Tools used in Deploy Phase are:
- Ansible: A great deal of IT automation is done using the Ansible platform, which is open-source. With Ansible, repetitive, manual tasks can be significantly reduced. Using this level of automation, your IT environment can become more consistent, reliable, and scalable. These are some DevSecOps tasks that can be automated using Ansible.
- Provisioning: Ansible is used by infrastructure bases for building up their servers.
Development of Application: It can enhance the pipelines of DevOps by automating the development process in the production environment. - Configuration Management: Ansible can automatically configure your applications, devices, and operating systems. It can help start and stop services, implement security policies, and manage applications.
OBSERVE
The deployment and stabilization of an application in a live production environment require it to be further secured once it has been deployed and stabilized. As a result of automated security checks and security monitoring loops, companies must monitor the live application for any attacks or leaks that may occur. To observe DevOps workflow at this level, we need to gather data from various sources, such as consumer behavior, application efficiency, and other sources that give us insight into this process.
Tools used in Observe phase are:
- Alert Logic: Alert Logic is a DevOps tool used across public cloud and hybrid environments to provide vital information on your security posture and detect threats to your business. Alert Logic utilizes agents within our network intrusion detection system (IDS) and logs management services to collect host information from our customers and clients. The agents copy only the necessary information and return it to Alert Logic for analysis.

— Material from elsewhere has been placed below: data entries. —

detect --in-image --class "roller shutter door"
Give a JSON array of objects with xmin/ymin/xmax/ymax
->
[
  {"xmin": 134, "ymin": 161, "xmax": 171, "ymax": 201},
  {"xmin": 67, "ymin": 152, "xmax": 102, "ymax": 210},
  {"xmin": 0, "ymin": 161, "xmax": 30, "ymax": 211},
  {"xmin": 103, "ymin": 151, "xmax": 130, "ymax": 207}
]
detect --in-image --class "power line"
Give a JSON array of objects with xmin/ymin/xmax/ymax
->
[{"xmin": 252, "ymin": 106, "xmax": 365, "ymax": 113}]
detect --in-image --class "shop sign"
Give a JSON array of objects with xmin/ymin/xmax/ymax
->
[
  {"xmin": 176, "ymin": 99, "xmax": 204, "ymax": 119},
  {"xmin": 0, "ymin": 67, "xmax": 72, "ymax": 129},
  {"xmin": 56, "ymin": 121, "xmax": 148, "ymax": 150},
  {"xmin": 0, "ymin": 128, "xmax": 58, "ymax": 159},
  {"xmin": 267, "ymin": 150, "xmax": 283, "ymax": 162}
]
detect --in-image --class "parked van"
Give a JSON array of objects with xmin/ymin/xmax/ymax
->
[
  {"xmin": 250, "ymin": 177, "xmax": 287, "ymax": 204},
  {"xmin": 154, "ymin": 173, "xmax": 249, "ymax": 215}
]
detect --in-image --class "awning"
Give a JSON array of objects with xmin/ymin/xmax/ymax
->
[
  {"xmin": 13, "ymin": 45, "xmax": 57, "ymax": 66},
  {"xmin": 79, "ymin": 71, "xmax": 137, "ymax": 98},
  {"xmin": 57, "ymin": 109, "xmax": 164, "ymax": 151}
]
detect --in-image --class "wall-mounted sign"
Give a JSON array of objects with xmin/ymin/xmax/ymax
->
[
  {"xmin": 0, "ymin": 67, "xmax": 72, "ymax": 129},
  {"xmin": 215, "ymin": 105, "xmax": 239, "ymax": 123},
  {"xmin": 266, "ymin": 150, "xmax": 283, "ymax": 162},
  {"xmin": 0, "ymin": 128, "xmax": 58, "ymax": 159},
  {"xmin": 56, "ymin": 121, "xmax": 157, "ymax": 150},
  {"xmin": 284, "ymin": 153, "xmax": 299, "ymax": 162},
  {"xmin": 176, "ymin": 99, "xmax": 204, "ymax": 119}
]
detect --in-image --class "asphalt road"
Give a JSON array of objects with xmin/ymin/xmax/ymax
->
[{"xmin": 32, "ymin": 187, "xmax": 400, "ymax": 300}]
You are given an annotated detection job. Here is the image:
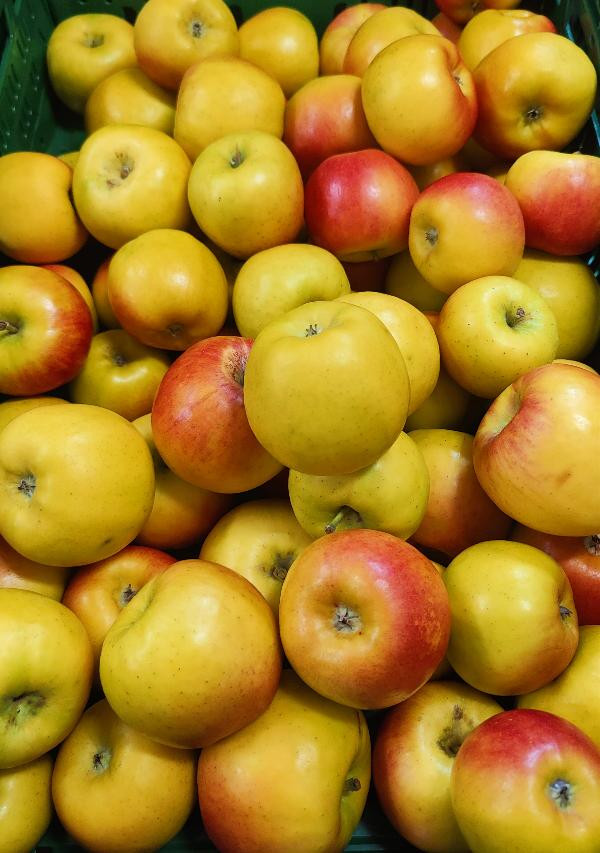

- RASP(Runtime Application Self Protection): In the event of an inbound security threat, runtime application self-protection (RASP) provides automatic identification and blocking in real time. The role of RASP is to act as a reverse proxy which will cause the application to react to clear conditions, such as an incoming attack, by automatically configuring itself based on those conditions, which tunes into incoming threats and automatically responds in response without requiring any human intervention.